Les portions sont vraisemblables : la quantité évaluée doit représenter les portions probables d’aliments consommés pour avoir une approche plus proche de la réalité, et garder le principe de base de la nutrition qu’un régime équilibré et diversifié est la clef de tout régime sain. Le raisonnement doit être fondé sur la quantité consommée, et non sur une mesure générale de “100 grammes” qui représente rarement la quantité réellement consommée et pousse l’optimisation des produits industriels vers des palliatifs chimiques. 

Il tient compte du degré de transformation des aliments : il est primordial pour la santé publique d’alerter les consommateurs sur les risques associés aux aliments ultra-transformés, étant donné la corrélation scientifiquement prouvée entre le degré de transformation et les maladies non transmissibles. Un étiquetage nutritionnel doit donc tenir compte du niveau de transformation des aliments, en favorisant les moins transformés et en mettant en garde contre les risques pour la santé d’une alimentation riche en aliments ultra-transformés. 

L’EFSA donne son évaluation scientifique

L’éducation fait partie de l’équation : quelle qu’elle soit, l’étiquette d’un produit n’est qu’un outil limité, une “rustine”, tant que la question essentielle des habitudes alimentaires n’est pas abordée. Les maladies liées à l’alimentation sont liées à des déséquilibres plus globaux.
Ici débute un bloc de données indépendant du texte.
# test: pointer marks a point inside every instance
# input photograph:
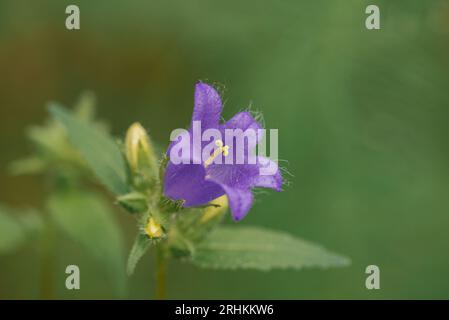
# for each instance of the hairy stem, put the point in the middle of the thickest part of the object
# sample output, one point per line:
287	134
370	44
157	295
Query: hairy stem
161	273
46	263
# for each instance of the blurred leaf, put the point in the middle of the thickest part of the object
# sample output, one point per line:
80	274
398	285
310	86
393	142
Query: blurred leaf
140	246
88	220
99	150
30	165
12	234
262	249
133	202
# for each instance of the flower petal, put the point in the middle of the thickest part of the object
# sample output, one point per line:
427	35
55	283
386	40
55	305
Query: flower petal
269	175
243	120
187	182
240	201
208	106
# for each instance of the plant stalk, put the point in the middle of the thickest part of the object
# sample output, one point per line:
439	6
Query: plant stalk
161	273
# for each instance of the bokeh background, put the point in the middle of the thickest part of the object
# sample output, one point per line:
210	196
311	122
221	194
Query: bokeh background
362	118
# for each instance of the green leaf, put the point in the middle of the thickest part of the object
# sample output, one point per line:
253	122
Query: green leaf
140	246
100	152
87	219
262	249
12	234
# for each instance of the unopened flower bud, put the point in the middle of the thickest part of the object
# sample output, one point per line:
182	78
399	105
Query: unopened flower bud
139	150
153	229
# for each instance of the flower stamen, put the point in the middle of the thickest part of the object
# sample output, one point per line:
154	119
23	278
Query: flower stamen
220	149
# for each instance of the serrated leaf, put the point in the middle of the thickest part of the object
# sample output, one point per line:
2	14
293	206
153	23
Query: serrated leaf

Les politiques d’éducation publique, notamment dans les écoles ciblant les jeunes, constituent la véritable solution à la crise sanitaire des maladies non transmissibles en Europe. Des cours sur la nutrition, la cuisine, l’alimentation et le mode de vie doivent être intégrés aux programmes scolaires. Les jeunes étudiants devraient être accompagnés dans le processus d’apprentissage de ce qu’est une alimentation saine et, plus généralement, un mode de vie sain, et le voir appliqué dans les cantines.